Indeed in the US and Canada there are some organisations set up to provide grants to enable non-profit leaders to take sabbaticals.   The concept of taking a sabbatical even has a term – ‘creative disruption’.  If you are at all interested in more detail about looking after your staff then a great starting point is a 2009 study conducted on facilitating sabbaticals in non-profit organisations:

Having said all of this I do think sabbaticals need thoroughly researching for any organisation and a clear policy needs to be drawn up – this is an opportunity to be clear about the rationale for sabbaticals in your organisation and also provides transparency – a word that some elements of the charitable and non-profit sectors have yet to embrace.  Procedure is more problematic and having had time to reflect on the way we delivered my sabbatical then processes and procedures of delivering a sabbatical need to be tailored to, and built around, the individual in question.

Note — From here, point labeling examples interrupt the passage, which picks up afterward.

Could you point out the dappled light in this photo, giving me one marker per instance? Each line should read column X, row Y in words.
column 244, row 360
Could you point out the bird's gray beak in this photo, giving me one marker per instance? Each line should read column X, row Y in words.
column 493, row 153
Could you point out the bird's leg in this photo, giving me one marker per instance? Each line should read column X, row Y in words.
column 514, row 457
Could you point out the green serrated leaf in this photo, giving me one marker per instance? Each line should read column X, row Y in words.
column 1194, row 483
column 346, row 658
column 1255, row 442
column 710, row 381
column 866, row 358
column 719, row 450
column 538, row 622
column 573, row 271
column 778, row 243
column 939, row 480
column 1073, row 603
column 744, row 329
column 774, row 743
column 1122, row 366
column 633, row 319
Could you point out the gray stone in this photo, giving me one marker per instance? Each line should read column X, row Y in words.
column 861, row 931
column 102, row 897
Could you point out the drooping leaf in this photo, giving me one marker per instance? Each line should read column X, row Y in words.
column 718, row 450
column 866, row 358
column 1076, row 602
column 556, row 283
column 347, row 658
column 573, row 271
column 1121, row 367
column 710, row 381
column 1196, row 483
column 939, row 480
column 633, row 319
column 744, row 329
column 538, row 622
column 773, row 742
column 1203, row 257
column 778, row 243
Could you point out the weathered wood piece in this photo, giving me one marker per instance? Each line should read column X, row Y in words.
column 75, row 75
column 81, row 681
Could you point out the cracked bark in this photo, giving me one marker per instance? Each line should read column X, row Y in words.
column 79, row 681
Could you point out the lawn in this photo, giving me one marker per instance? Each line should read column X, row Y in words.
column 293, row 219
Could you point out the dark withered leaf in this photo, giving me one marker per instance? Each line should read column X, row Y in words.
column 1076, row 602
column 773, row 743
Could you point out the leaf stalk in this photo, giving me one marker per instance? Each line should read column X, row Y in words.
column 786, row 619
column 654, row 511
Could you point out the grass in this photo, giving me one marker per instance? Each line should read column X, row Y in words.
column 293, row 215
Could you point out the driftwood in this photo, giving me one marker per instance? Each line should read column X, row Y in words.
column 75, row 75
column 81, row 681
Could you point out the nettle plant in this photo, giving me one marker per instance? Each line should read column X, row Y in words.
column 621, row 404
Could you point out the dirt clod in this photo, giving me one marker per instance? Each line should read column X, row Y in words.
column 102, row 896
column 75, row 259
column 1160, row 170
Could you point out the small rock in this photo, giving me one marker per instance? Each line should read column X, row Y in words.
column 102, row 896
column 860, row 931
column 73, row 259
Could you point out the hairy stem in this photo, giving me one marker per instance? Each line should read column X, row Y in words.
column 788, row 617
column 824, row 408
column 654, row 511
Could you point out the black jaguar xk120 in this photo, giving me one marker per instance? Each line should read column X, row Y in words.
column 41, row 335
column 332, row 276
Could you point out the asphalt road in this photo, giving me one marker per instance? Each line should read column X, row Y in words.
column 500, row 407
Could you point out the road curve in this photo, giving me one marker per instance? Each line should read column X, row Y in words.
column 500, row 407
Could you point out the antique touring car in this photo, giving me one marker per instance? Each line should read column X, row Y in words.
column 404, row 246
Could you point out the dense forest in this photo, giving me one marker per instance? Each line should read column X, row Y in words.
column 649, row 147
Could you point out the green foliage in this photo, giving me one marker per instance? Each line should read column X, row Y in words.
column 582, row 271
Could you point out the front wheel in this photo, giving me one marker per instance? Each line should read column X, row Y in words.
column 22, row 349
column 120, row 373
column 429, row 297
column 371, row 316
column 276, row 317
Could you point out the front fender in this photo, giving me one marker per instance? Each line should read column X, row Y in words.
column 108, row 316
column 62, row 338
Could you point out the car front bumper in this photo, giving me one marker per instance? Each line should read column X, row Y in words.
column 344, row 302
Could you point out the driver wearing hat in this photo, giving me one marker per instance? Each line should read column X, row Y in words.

In respect of the value of sabbaticals Rick Tobias, Executive Director of Toronto’s Yonge Street Mission says:

If people in the academic world need sabbaticals, I would argue that the need is higher among those working with broken and wounded people, or healthy people with high needs, such as new immigrant families.

He goes on to point to the high rates of burnout, compassion fatigue and rapid turnover among people working in these areas of the charitable sector, and believes that sabbaticals are effective at combatting this burnout.

Now some of you may still be sceptical about sabbaticals in the charity/non-profit sector or indeed about the need for sabbaticals at all.  So this bit is for you…

In January I had a routine check-up with my doctor.  My heart was tachycardic (over 100 beats per minute) and we established I was operating like this a good deal of the time.  My resting heart rate even when asleep was still in the 80’s and so I was bundled off for an urgent cardiology appointment…turns out I wasn’t yet about to drop off my perch but this was a real wake-up call for me that has resulted in not only the sabbatical, but a will to lose some weight and get fitter – all three of which you will be pleased to hear I am on with.  For those of you who need hard-evidence below is a screen shot from my Fitbit which shows my resting heart rate in the month before my sabbatical (on the left) and my resting heart rate half-way through my sabbatical (on the right).

I am not suggesting the sabbatical and my absence from working life is solely responsible for the dramatic reduction in my resting heart rate in only six-weeks but I am arguing that the reduction in stress and the TIME to dedicate to myself, my fitness and my body IS responsible, and so ladies and gentlemen I leave you with the concept of The Sabbatical.